Table of Contents

## What is the factor of x2 3x 28?

To factor it, find 2 numbers knowing sum (b 3) and product (c -28). They make the factor pair: **(-4, 7)**

## What is the root of x2 3x 28 0?

Factor pairs of (c -28) -x26gt; (-2, 14)(-4, 7). This sum is 3 -b. Then the 2 real roots are: **-4 and 7**

## What is x2 16x 64?

So x2+16x+64**(x+8)2 is a perfect square trinomial.**

## What is x2 16x 64 0?

8

## What are the factors of 3x?

Factor pairs of (c -28) -x26gt; (-2, 14)(-4, 7). This sum is 3 -b. Then the 2 real roots are: **-4 and 7**

## What are the factors of 2x 2 5x 3?

The first term, the 3x, can be factored **as (3)(x); the second term, the 12, can be factored as (3)(4). The only factor common to the two terms (that is, the only thing that can be divided out of each of the terms and then moved up in front of a set of parentheses) is the 3.**

## What is the factor of x2 3x 54?

(**x−6)(x+9**) are the factors of the quadratic

## Which binomial is a factor of x2 3x 28?

To factor it, find 2 numbers knowing sum (b 3) and product (c -28). They make the factor pair: **(-4, 7)**

## What are the roots of quadratic equation x2 3x 1 0?
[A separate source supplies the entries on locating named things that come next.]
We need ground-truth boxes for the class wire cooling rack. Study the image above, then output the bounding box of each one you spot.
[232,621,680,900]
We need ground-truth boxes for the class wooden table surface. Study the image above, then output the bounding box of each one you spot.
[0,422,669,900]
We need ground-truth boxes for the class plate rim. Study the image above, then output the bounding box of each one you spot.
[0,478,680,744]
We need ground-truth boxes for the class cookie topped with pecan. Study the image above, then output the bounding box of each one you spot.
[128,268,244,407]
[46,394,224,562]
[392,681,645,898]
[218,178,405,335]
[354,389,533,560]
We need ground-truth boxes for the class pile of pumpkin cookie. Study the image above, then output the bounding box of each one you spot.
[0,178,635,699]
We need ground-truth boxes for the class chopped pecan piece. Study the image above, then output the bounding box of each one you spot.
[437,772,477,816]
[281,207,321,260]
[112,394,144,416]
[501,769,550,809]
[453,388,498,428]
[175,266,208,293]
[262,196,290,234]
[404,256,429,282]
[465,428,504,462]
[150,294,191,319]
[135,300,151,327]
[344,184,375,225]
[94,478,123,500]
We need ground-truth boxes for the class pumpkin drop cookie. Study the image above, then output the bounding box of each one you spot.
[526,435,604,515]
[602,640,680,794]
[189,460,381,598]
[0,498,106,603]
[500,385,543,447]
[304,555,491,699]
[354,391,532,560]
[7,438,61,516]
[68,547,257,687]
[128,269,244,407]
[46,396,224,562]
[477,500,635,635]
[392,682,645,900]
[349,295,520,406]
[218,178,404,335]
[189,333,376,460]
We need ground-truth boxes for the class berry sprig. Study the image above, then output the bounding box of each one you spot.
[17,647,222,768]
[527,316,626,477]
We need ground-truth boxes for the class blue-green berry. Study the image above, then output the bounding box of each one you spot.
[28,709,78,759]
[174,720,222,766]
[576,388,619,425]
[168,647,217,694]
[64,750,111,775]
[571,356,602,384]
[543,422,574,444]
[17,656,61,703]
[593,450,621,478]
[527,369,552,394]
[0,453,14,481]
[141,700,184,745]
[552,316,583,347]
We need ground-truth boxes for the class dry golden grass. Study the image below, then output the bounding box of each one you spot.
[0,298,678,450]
If x^2 + 3x + 1 0 , then the roots of the equation are **x -3 xb1 u221a(m)/2 .**

## What is the solution of x2 3x 0?

x=0or**x=3** is the correct Solution

## What is the solution of x2 3x 40 0?

The answers for x2+3x−40=0 are **-8 and 5**

## Which number is added to perfect square x2 16x?

We have to add **82 64, to convert it into a perfect square. Therefore, 64 must be added to the expression to make it a perfect-square trinomial.**

## Can you factor x2 16?

There are **two ways to factorize x2u221216 – one using identity a2u2212b2(a+b)(au2212b) . Other method is by splitting the middle term, which is 0 here and as product of coefficient of x2 and constant term is u221216 . we need to do is to split middle term in 4 and u22124 (as their sum is zero and product is u221216 ).**

## What is x2 9 Factorised?

To complete the square, you take the square root of the number in the question. Remember that there will be a positive and a negative square root, so here the roots of 9 will be 3 and -3. Then you can factorise the expression like so:**x2-9(x+3)(x-3)Notice how each bracket contains an x and one of the square roots?**

## Which is the perfect square trinomial?

A perfect square trinomial is **a trinomial that can be written as the square of a binomial. Recall that when a binomial is squared, the result is the square of the first term added to twice the product of the two terms and the square of the last term. We can use this equation to factor any perfect square trinomial.**

## How many real answers does the quadratic equation x2 − 16x 64 0 have and what are the solutions?

3.3 Solving x2-16x+64 0 by the Quadratic Formula . This quadratic equation has **one solution only. That’s because adding zero is the same as subtracting zero.**

## How many solutions does the equation x² 64 0 have?

**Two solutions**were found :

x = 8.

## How do you factor 3x squared?

The common factors for 3,6 are **1,3 . The numbers do not contain any common variable factors. The GCF (HCF) of the numerical factors 1,3 is 3 .**

## How do you factor with 3 terms?

Hence, the expression 3x – 9 can be factorised as **3(x – 3).**

## What is the factor of 2x 2 7x 3?

Answer: The factors of 2x^{2} + 7x + 3 are **( x + 3) and (2x + 1)**

## How do you factor x2 3x?

The first term, the 3x, can be factored **as (3)(x); the second term, the 12, can be factored as (3)(4). The only factor common to the two terms (that is, the only thing that can be divided out of each of the terms and then moved up in front of a set of parentheses) is the 3.**

## What are the factors of X² 16x 64?

**1 Answer**

- x2+16x+64 is a perfect square.
- u21d22a16u21d2a8.
- x2+16a+64(x+8)2.

## How do you factor and solve a binomial?

Factor pairs of (c -28) -x26gt; (-2, 14)(-4, 7). This sum is 3 -b. Then the 2 real roots are: **-4 and 7**

## What is the roots of x2 3x 2 0?

**−1,−2**.

## What is the nature of the roots of the quadratic equation x² 3x 4 0?

Since the discriminant (D) appears to be more than 0, the equation **has real and distinct roots**.